November 1, 2019
In re Anthony L. et al.
194 Conn. App. 111
Termination of Parental Rights
Mother appealed the trial court’s judgment terminating her parental rights to three of her children. At trial, the court had found that mother had failed to achieve such a degree of personal rehabilitation as would allow her to assume a responsible position in the children’s lives within a reasonable time. On appeal, mother claimed – for the first time – that the court violated both her and her children’s substantive due process rights when, in its analysis of the children’s best interests, it failed to determine whether DCF’s proposed permanency plan, i.e. adoption at an unknown point in time, would secure a more permanent and stable life for them, compared to that which she could provide if she were given the time to rehabilitate herself. Because such a claim was not raised at trial, however, the Appellate Court ultimately declined to review it on appeal.
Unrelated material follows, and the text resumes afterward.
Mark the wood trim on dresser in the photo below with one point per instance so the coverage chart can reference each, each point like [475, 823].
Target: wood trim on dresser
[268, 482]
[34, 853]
In so deciding, the Appellate Court reviewed the necessary prongs for review of a constitutional error not preserved at trial. Under State v. Golding, 213 Conn. 233 (1989), all of the following conditions must be met for a party to prevail on such an issue: (1) the record must be adequate to review the alleged claim of error; (2) the claim must be of constitutional magnitude alleging the violation of a fundamental right; (3) the alleged constitutional violation exists and deprived the respondent of a fair trial; and (4) if subject to a harmless error analysis, the state failed to demonstrate the harmlessness of the alleged constitutional violation beyond a reasonable doubt. In the absence of any one of these conditions, such claim should fail.
Here, the Appellate Court focused on the first prong of Golding. At trial, DCF had proven that the children’s best interests were served by living with their maternal grandmother. On appeal, however, mother asserted that the record contained no evidence relevant to the details of the post-termination likelihood of permanency for each of the children, specifically where their grandmother may eventually not be able to continue to provide a home for them. However, the Appellate Court was unable to find any evidence in the record that mother presented about when this might occur, or why the children would not then be able to transition to fictive kin, in accordance with DCF’s plan. As a result, the Court ultimately declined to review the mother’s Golding claim, because of her failure to satisfy the first prong of the Golding requirements.